Zum Album “Art Brut Fe De Yoot” (Big Dada / Ninja Tune / 09.03.2007) hat er sich nun mit dem Schweizer Duo Stade zusammen getan und in einer Live Session 11 Songs erarbeitet, die sich an den Grenzen von Hip Hop, Jazz und Electronic Music bewegen. Ein herausforderndes Hörerlebnis mit improvisierten Instrumentals, spontanen Lyrics und ohne Overdubs.

Count up the records you’ve heard recently which don’t sound like anything else. The ones which don’t artfully reference previous classics or jump on to a revivialist trend. Records which seem to come out of no particular space or time and do so with such force that you have to admit this really is something different. Got any fingers up yet? No? Then drop “Art Brut Fe De Yoot” into the cd player…

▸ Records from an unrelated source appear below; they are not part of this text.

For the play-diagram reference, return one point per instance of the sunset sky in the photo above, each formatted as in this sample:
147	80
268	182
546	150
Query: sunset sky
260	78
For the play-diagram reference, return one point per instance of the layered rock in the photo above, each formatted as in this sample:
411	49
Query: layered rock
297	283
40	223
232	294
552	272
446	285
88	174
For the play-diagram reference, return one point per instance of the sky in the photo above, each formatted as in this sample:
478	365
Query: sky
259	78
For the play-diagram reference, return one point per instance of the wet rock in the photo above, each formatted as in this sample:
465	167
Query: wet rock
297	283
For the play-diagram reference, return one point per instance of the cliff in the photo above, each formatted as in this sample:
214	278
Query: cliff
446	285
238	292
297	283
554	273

In 2004 Infinite Livez was touring Europe promoting “Bushmeat,” his debut album for Big Dada. The rapper best known for surreal, weird-out,sex rhymes like “White Wee Wee” was approached at a show in Switzerland by an intense man called Pierre who wanted to know if he would like to record a track with his project, Stade.

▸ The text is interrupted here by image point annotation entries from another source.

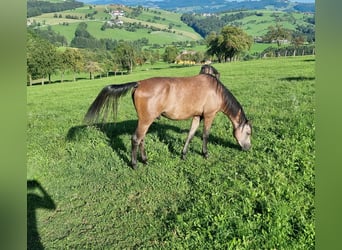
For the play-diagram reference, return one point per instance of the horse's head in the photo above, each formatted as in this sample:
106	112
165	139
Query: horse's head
243	135
210	70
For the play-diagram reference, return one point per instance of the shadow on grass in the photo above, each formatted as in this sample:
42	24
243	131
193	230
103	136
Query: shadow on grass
297	78
114	131
36	201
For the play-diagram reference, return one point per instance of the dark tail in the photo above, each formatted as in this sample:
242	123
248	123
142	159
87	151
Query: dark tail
108	98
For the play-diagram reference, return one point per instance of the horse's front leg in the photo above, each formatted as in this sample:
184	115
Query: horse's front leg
142	152
194	125
207	125
135	144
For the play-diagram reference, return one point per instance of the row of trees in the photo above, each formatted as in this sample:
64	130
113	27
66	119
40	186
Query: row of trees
45	60
36	7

Stade are an improvised electronic music duo formed by Pierre Audetat (samplers/keyboards) and Christophe Calpini (samplers/drumpads) who have played and recorded with singers like Wayne Paul and Nya, avant-garde musicians like Elliott Sharp, Gregoire Maret and Joy Frempong and electro-jazz players like Erik Truffaz and Nils Petter Molvaer.

Stade and Infinite laid down a few note worthy tracks, but it was only when they invited him back to Switzerland to record a live session that the three musicians began to see the possibilities of what they were doing. Working live, Stade improvised with presets of samples triggered by keybords and drumpads. Infinite added spontanteous songs, raps and a cacophony of sound, running his micropohone through a barrage of effects pedals. So intrigued were the trio, they embarked on a series of marathon recording sessions.

“Art Brut Fe De Yoot” can be seen as the first edited highlights of these sessions. There are no over-dubs, no second takes, just three musicians pushing at the limits of hip hop, jazz and electronic music and not sounding much like any of them. It’s an album ruled by dream logic, from the pleas to wake up on “(^_^)zzZ” to the stalled monster stories and looped lostness of “Right Here Right Now”. It touches on the scatological humour which distinguished Inf’s debut on “The Ballad of Baby Man” and “Unbiased Reductionism In 21st Century Music Practice” (the title itself being the first joke). It moves into new realms of voyeur-soul of “” and slips beyond lyrics into fat-tongued drawls on “Track 10” and post-tango rumpus on “Confessions of a White Backing Band”.

“Art Brut Fe De Yoot” is an album which is often poised, sometimes beautiful, occasionally filthy, regularly funny but always weird. That’s “weird” meaning new, strange to the ear and utterly compelling.